Афанасий понимающе кивнул головой.
– А посад-то делится на две части: торговую и ремесленную, и между постройками уже появились три неширокие улицы, мощенные сосновыми досками судовой обшивки, а также и переулки имеются.
– Откуда это же взялись эти доски, как ты сказал, «судовой обшивки»? – заинтересованно спросил Афанасий.
– Да с разбитых бурями кочей, а то и с плотбища[22], которое находится вон там, за пристанью, – показал тот рукой.
– И велико ли это самое плотбище?
– Да нет, не очень.

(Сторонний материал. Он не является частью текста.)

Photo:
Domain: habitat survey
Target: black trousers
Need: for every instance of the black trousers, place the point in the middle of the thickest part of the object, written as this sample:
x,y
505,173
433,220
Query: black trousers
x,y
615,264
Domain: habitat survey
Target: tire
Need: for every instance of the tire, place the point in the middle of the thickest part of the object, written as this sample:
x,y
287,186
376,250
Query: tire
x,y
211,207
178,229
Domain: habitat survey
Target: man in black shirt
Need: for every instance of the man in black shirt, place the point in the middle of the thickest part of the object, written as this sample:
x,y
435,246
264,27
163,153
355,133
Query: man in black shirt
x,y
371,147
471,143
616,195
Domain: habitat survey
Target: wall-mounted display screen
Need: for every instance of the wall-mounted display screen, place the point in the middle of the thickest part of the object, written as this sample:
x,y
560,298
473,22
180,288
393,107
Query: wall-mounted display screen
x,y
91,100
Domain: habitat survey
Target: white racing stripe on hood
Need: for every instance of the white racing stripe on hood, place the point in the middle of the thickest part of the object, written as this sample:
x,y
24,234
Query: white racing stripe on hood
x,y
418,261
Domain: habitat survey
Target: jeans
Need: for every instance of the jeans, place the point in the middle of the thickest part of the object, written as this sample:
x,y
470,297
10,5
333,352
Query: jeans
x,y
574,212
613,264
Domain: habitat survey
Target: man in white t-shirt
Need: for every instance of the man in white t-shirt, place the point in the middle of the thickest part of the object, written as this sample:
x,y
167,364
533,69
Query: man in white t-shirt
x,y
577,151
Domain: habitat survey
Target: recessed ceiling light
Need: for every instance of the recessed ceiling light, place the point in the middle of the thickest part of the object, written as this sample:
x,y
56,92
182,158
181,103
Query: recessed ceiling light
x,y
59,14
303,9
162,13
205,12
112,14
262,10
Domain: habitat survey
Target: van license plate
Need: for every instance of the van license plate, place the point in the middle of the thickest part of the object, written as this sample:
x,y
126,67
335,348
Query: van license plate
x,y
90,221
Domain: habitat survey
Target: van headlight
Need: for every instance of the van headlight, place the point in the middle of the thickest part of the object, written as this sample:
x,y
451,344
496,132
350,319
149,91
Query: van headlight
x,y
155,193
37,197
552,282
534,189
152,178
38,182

И строят-то на нем не кочи, а лишь одни дощаники по разной надобности.
«Это очень даже кстати!» – обрадовался Афанасий, вспомнив разговор с Тихоном на коче.
А Макар тем временем продолжил:
– Главной частью, если так можно сказать, – он неуверенно глянул на десятника: «Понятно ли говорю?» – торговой половины посада является большой двухэтажный гостиный двор в виде буквы «Е» и государевы житницы[23], построенные еще при воеводе Федоре Юрьевиче Булгакове, которого с весны этого года сменил Давыд Васильевич Жеребцов. Ведь гостей, да, заметь, и не только наших, но и заморских, становится все больше и больше, особливо из Архангельска-города. Рядом же вокруг них теснятся многие купеческие дома.
17
Детинец – одно из названий внутренней городской крепости, близко по значению к слову «кремль».
18
Посад – в Древней Руси: торгово-промышленная часть города, обычно вне городской стены.
19
Гости – купцы.
20
Съезжая изба – в России XVII века канцелярия воеводы, куда съезжались служилые люди уезда на смотры и перед походами.
21
Свиток – длинный лист писчего материала, сматываемый для хранения в рулон. На таком листе писали поперек его длины.
22
Плотбище – речная верфь.
23
Государевы житницы – склады.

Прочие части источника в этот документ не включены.